If to sculpt is a question of limits; if it is to act to restrain gesture and movement in which too much immediate knowledge, curiosity and tensions press; if it is to guarantee concentration and space for reflection, then restraint and concentration are now on exhibition, in front and around, to indicate and direct, to push and confront. In such a way that, as Braque realised in his time, with sculpting, constructing and composing it is no longer about metaphor, but metamorphosis.

Let us look at one of Marina Sasso’s recent sculptures. The alternative and complementary process is immediately evident: the composed and connected surface puts in motion other surfaces on this side of the first which are transparent but developing towards whoever is immobile on the other bank, waiting.

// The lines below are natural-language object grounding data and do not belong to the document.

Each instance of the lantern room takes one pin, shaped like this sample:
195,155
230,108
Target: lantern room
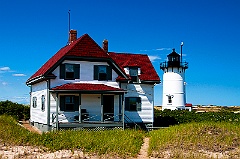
173,59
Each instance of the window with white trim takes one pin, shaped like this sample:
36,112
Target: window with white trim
133,104
69,71
43,103
102,72
69,103
34,102
133,72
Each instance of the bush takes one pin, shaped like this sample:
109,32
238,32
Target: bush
18,111
167,117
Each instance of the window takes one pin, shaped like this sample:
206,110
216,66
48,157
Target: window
69,71
102,72
34,102
69,103
133,72
43,103
169,98
133,104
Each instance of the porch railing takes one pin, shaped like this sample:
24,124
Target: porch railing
85,117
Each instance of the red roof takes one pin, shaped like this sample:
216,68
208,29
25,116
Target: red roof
86,87
86,47
148,72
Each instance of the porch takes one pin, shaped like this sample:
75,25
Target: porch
87,122
89,107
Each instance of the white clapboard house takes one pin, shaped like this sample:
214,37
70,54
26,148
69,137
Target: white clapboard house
85,86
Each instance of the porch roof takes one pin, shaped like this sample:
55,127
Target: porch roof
87,87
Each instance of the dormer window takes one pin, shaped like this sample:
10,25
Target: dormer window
133,72
69,71
102,72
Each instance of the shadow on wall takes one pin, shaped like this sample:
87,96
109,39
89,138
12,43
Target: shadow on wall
166,121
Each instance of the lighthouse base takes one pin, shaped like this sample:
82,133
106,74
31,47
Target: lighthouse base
170,107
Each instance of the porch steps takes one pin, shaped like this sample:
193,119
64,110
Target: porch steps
91,125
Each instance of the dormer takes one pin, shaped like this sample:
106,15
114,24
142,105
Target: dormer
173,59
134,72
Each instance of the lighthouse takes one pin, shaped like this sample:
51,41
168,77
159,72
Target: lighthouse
174,92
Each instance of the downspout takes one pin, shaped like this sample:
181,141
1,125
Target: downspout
31,104
123,111
48,104
102,115
80,109
57,111
153,103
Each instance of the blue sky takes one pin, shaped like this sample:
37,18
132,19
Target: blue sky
32,31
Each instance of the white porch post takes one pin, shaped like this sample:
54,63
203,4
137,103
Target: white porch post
57,100
79,109
123,110
102,108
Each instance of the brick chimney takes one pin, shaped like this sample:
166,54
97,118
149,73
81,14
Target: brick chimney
72,36
105,45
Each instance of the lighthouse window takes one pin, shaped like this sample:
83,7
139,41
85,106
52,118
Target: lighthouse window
169,99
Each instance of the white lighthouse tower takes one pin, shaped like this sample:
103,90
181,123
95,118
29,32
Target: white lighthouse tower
174,95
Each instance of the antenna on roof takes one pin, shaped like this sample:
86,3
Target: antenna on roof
69,21
181,50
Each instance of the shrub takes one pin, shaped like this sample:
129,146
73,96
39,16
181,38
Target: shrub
167,117
18,111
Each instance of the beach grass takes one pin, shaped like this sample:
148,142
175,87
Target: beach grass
196,140
121,143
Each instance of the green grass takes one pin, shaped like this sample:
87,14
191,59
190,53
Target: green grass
112,142
192,140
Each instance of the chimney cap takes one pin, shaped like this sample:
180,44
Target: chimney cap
72,36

The immobility of the pictorial icon with which Ms Sasso dialogues is reconquered by space, by the air which brushes it. So that a dis-articulation, a process of deconstruction, acts on the composition of forms and materials. Backgrounds remain still, but one notices them on the edge of a space of pulsations and breath, almost as if the sculptress’s invitation was not to contemplate and gaze but to play her works, to make the materials ring out like colours. The sculpture puts space in motion, occupying portions of it where, apparently, it does not enter; it makes itself manipulate, push and contract distances and separations. So its presence is thinned down and, on the contray, given its own space. Exactly what painting cannot give itself but sculpture is able to re-annex (remember Geometria d’ombra?).

To examine how the work pushes, if we want to repeat a famous saying. And, therefore, inverting the order of the elements: to sculpt, occupy and arrange so that what is beyond the forms, on the other side of the materials, next to colour, can animate itself, move and ring out. Fill itself up.